フィンランドの教育制度にはどんな特徴がある?

フィンランドの教育に対して日本人の関心は高く、報道や雑誌で取り上げられたり関連する書籍も多く出ていたりします。特に関心を集めているのは「フィンランドが教育に投入する税金の多さ」、「高い質を持つ教師陣」、「学力による競争を廃止し個人に合わせた教育方法」などがあります。日本とはかなり毛色の違うフィンランド教育ですが、実際の内容はどのようになっているのでしょうか?

大学まで学費が無料

フィンランドは過去に大きな危機に見舞われたことがあります。1991年に輸出相手であるソ連が崩壊することで、フィンランドの経済は大きく傾きました。国を立て直す政策として教育に力を注ぐ案が生まれました。教育はよい労働力を作り、それは長期的に国の経済状況を上向きにさせる力となると考え、大きな教育制度改革が行われたのです。
現在フィンランドの学校は99%が公立で、誰もが平等に教育を受けられるシステムが構築されています。

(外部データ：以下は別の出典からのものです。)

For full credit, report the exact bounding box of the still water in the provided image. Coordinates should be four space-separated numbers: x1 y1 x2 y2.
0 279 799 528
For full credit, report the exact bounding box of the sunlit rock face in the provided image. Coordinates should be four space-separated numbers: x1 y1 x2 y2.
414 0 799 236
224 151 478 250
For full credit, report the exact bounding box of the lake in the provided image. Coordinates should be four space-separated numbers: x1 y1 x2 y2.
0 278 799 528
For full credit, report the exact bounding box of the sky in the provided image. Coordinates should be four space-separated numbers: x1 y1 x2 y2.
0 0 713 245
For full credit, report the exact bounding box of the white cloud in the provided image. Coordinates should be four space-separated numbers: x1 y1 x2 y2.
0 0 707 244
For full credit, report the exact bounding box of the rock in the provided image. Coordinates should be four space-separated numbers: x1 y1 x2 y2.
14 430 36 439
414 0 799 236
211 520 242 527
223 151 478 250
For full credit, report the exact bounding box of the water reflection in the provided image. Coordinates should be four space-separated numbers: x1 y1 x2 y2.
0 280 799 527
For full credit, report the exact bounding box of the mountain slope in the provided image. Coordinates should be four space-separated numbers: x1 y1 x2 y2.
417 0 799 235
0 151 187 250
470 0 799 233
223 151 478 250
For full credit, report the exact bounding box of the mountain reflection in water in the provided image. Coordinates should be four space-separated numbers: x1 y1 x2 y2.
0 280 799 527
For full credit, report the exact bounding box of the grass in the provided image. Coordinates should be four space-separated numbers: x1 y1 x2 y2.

ですが、その分税金は高くなり、消費税においては日本の3倍にあたる24%が課せられています。

教員養成に5年間かける

日本では教員免許は、国で定められた4年制の大学を卒業することで取得できます。一方、フィンランドでは大学の学部(3年間)を終了したのち大学院(2年間)へ進み、合計5年間、教育について学ぶことを義務づけられています。ですので、教員には質の高い教育を期待することができ、フィンランドでは医師や弁護士に並ぶステイタスの高い職業とされています。

アクティブ・ラーニング型の授業

学校内の詳しい様子を例にあげます。1クラスはおよそ20名の生徒と教師、アシスタントという構成となっており、授業は能動的な学習形態である「アクティブ・ラーニング型」で進みます。各々が自分に合わせた学習目標に向かって調べ物や作業をおこない、担任やアシスタントは子どもの状況に合わせたフォローの役割をします。教師は学習テーマを決めたり学習方法を教えたりすることが主な仕事で、勉強はあくまでも子ども主体で進めるような体制になっています。子どもはアクティブ・ラーニングを通して学ぶ喜びを体感します。

宿題と授業日数が少ない

教育大国といっても授業時間や日数が長いわけではありません。フィンランドの年間授業日数は、日本より40日少ない190日ほど。これは世界有数の少なさです。宿題も少なく、家庭学習より学校での学びが重視されています。子どもを勉強漬けにするのではなく、たっぷり休息時間を与えることで、より学びへの探求心が養えるのです。

やる気が最重要視

フィンランドの教育現場では、人格に違いがあるように発達の仕方にも個性があるため、各々に合わせた進度で学習を進めることが大切だと考えられています。ですから、競争心理を利用した学習法やテストなど子供のある側面だけを測る評価軸で評価することには否定的であるため、小学生のうちは成績表もありません。幼いうちから自分の考えや思いを見つめさせ、自分の決めた目的のために勉強するということを教えます。また、成績評価は生徒と教師一体で行います。年度初めに自分で決めた目標をどれだけ達成できたかを、自分でもしっかり振り返ることができます。

一人一人に合わせた教育スピード

フィンランドでは中学生でも「留年」があり、学習目標に到達していないと判断された子供は、もう少し時間をかけて学んでいくことになります。一見、辛い処置を受けているようにも見えますが、自分のペースでしっかりと学び取ることのできる環境は、その先も続く子供の人生にとっては必要不可欠なことです。学ぶのがゆっくりな子供には専門の教師がついて特別教育を受けられるなど、手厚いサポートが受けられるのも特徴です。